If the world does not wake up to the realities of global heating, capitalism itself will be at stake. So says Günther Thallinger, of Allianz SE, one of the world’s biggest insurance companies. He warned “that without insurance, which is already being pulled in some places, many other financial services become unviable, from mortgages to investments.”
It’s already happening in California, where insurers are pulling coverage, throwing the ball to government, which drops it. Premiums exceed what people can pay. “Heat and water destroy capital. Flooded homes lose value. Overheated cities become uninhabitable. Entire asset classes are degrading in real time.”
Risk management is the foundation of insurance, and the credit crunch applies to all elements of the economy—”not only to housing, but to infrastructure, transportation, agriculture, and industry,” Thallinger said. “The economic value of entire regions―coastal, arid, wildfire-prone―will begin to vanish from financial ledgers. Markets will reprice, rapidly and brutally. This is what a climate-driven market failure looks like.”
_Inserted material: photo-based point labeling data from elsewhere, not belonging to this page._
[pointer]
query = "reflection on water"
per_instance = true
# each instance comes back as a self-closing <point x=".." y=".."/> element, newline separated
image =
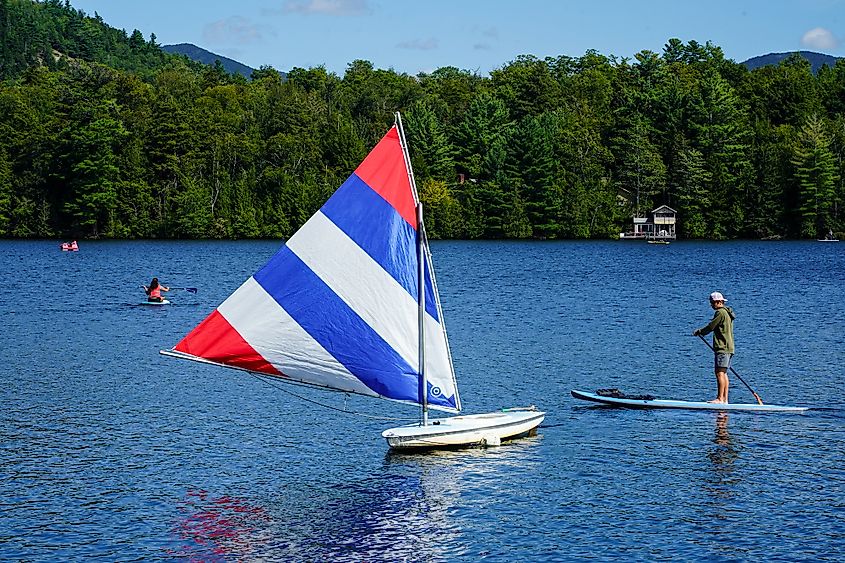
<point x="109" y="452"/>
<point x="213" y="528"/>
<point x="722" y="458"/>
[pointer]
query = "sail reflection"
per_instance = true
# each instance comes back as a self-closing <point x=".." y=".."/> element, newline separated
<point x="408" y="510"/>
<point x="218" y="528"/>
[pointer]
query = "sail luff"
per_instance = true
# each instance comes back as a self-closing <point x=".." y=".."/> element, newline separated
<point x="423" y="394"/>
<point x="426" y="259"/>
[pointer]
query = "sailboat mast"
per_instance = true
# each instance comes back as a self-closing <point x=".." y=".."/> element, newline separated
<point x="423" y="391"/>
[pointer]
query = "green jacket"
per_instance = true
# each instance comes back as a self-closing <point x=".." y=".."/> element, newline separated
<point x="722" y="327"/>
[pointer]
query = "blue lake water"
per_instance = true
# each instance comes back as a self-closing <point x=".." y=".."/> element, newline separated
<point x="109" y="451"/>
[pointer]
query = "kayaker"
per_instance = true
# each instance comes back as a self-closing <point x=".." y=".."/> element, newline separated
<point x="154" y="290"/>
<point x="721" y="325"/>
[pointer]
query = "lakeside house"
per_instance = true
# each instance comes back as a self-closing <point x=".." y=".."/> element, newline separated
<point x="659" y="224"/>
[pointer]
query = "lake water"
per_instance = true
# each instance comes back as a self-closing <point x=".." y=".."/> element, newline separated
<point x="112" y="452"/>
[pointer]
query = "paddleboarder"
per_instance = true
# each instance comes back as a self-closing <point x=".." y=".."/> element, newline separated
<point x="154" y="290"/>
<point x="721" y="325"/>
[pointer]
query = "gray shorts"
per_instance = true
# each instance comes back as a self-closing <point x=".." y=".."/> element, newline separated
<point x="723" y="360"/>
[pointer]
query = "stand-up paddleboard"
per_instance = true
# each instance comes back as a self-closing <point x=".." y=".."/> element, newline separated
<point x="651" y="403"/>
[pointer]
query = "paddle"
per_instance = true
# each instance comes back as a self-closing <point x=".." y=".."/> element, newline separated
<point x="188" y="289"/>
<point x="733" y="371"/>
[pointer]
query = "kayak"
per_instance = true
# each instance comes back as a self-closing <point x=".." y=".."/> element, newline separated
<point x="652" y="403"/>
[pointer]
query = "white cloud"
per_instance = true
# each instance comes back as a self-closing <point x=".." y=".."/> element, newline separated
<point x="419" y="44"/>
<point x="820" y="38"/>
<point x="235" y="29"/>
<point x="328" y="7"/>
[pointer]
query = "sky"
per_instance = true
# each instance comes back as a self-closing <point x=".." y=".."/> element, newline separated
<point x="413" y="36"/>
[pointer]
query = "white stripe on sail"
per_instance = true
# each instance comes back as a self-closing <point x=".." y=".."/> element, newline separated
<point x="282" y="342"/>
<point x="374" y="295"/>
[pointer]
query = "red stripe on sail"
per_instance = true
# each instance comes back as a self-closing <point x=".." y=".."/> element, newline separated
<point x="385" y="172"/>
<point x="216" y="340"/>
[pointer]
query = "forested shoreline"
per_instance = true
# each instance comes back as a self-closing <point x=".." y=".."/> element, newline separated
<point x="103" y="135"/>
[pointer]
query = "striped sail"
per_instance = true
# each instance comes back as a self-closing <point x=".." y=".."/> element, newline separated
<point x="337" y="305"/>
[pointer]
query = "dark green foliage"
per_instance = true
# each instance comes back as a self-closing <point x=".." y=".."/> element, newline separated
<point x="104" y="135"/>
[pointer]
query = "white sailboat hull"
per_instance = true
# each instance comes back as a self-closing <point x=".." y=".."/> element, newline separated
<point x="487" y="429"/>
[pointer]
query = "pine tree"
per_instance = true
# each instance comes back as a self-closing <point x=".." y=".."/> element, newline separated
<point x="815" y="171"/>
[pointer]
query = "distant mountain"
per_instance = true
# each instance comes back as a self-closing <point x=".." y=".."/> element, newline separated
<point x="200" y="55"/>
<point x="817" y="60"/>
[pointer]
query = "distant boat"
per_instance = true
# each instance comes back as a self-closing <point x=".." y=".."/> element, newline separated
<point x="350" y="304"/>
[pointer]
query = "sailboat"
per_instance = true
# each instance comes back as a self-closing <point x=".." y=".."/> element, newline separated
<point x="350" y="304"/>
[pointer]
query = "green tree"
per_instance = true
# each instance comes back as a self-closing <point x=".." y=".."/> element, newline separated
<point x="815" y="172"/>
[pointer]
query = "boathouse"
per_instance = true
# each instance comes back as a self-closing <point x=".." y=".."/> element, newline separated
<point x="659" y="224"/>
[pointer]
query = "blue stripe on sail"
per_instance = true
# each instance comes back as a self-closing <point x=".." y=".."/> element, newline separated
<point x="381" y="232"/>
<point x="337" y="328"/>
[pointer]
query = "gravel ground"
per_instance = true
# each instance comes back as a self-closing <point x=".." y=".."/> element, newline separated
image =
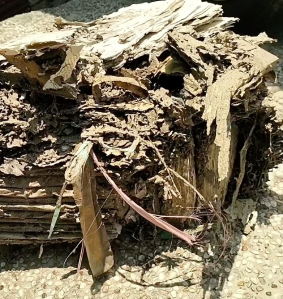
<point x="250" y="266"/>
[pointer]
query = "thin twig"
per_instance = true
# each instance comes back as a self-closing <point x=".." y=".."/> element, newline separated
<point x="243" y="158"/>
<point x="191" y="240"/>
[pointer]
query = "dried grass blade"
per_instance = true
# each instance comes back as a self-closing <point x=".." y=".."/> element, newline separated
<point x="191" y="240"/>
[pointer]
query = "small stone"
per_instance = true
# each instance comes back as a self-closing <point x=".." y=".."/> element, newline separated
<point x="206" y="255"/>
<point x="174" y="294"/>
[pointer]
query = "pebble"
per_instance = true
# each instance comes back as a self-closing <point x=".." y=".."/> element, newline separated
<point x="161" y="276"/>
<point x="244" y="261"/>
And governments will never be able to cover this kind of damage. When heating reaches 3⁰C, human life is at stake and “the financial sector as we know it ceases to function. And with it, capitalism as we know it ceases to be viable.”
Mark Gongloff of Bloomberg thinks Wall Street is pouring fuel on the climate fire. So is the idiocy of “drill, baby, drill.” Banks’ financial means, along with real political will, are essential to achieve net zero and avoid catastrophe.
Banks are a key element in [that], and they keep choosing to finance oil, gas and coal instead. They have pumped $6.9 trillion into those industries since the 2016 Paris agreement that set 1.5C as a warming target, according to a report by the Rainforest Action Network, the Sierra Club and others.
Again, the banks aren’t solely to blame. If society could get its act together and price carbon emissions to match the destruction they wreak on the world, then those tempting fossil-fuel deals would be far less plentiful and profitable for banks. Instead, the world’s political leaders keep carbon dirt-cheap, effectively subsidizing fossil fuels by another $7 trillion per year, according to the International Monetary Fund. Eliminating those subsidies alone, including real taxes on carbon, would more than cover the $5 trillion or so annually that BloombergNEF [a research and analysis group for clean energy] has estimated we will need to hit net zero by 2050.
The reckoning is surely coming as the world continues heating up. Cleaner energy is definitely the answer, but “Trump is apparently happy to cede such fertile ground to China, Europe and elsewhere.” He’s too busy with his lunatic tariff schemes and destruction of the government to care.
Well researched, well said. Europe and China still seem to get it, here in the US nothing will happen until the orange turd is gone.
good that the other powers are responding appropriately. suspect we’ll return to the fold in a few years.